Honestly, though, I think the real answer is a more abstract one and it relates to the second and third core issues in the Bible. The first core issue in the Bible, of course, is God and each Jew’s relationship with God. While I suspect many are jealous of the Jews’ special relationship with God, I doubt that it drives too much antisemitism.
On the rare occasion I’ve had people speak sneeringly to me about the Jews’ status as “God’s chosen people,” I’ve reminded them that this covenant hasn’t always been a blessing to the Jews, reminding the snarkers that, while it’s true that Jews have outlasted all other societies on earth, this longevity has too often been paired with genocidal antisemitism. As Teyve said in Fiddler on the Roof, “We are Your chosen people. But, once in a while, can’t You choose someone else?”
As I said, the real issue for antisemites lies in the second and third issues the Bible raises. The second core issue is the moral demands Judaism places on people. These are hard demands that require us to be our best selves in relationship to God, our spouses, our family, and our society. And finally, the third core issue is the Biblical obsession with justice — not fairness, not equality, not feeling good, but justice.

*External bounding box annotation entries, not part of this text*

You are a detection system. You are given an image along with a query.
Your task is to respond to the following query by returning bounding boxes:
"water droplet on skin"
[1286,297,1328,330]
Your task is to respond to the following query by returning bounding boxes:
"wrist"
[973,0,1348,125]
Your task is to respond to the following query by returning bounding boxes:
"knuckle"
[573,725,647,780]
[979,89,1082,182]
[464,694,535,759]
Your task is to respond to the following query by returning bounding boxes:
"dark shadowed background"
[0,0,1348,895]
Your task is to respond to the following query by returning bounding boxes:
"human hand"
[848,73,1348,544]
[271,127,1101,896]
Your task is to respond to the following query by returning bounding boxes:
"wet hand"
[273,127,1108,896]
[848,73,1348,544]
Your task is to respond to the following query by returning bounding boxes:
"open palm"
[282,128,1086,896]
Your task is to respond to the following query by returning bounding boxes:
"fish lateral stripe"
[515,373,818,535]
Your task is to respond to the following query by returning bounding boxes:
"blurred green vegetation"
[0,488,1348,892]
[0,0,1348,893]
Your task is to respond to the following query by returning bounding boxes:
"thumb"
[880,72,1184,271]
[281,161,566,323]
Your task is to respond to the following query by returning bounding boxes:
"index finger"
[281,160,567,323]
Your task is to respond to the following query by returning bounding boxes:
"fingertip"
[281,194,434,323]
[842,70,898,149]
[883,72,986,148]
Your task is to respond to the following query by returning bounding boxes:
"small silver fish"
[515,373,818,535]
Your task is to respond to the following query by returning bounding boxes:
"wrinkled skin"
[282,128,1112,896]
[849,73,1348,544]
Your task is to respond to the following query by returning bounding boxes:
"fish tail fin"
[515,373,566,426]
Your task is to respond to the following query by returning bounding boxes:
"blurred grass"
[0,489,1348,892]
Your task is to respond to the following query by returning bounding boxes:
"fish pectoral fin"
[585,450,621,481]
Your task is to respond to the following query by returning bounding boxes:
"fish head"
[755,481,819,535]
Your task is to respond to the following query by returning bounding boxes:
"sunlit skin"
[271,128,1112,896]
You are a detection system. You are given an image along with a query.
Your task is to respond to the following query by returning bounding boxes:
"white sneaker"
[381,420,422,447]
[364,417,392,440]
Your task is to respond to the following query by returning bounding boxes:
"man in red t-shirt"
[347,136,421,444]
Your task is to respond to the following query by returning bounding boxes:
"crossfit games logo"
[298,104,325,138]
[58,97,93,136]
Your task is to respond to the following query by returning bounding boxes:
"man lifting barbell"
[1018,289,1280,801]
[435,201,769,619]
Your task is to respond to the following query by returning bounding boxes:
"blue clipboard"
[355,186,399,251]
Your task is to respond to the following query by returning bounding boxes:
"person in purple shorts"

Morality and justice are concepts that are antithetical to totalitarianism of any stripe, whether it’s economic, theocratic, aristocratic, oligarchic, fascist, nationalist, or something I haven’t named or that hasn’t even come into being. These concepts are inimical to immorality and cruelty. By their very existence, they mean that evil people and evil societies know, deep down inside, that they are evil, and that they put the actors outside of God’s love, protection, and his covenant. Even atheists, deep down, know that, if there’s an afterlife, they will not fare well there if they deviate from Biblical rules for good conduct.
In other words, Judaism is a mirror in which people are forced to acknowledge whether they are good or bad, moral or immoral, just or unjust. And for the bad, the immoral, and the unjust, every living Jew they see is an painful reminder of their existential failures.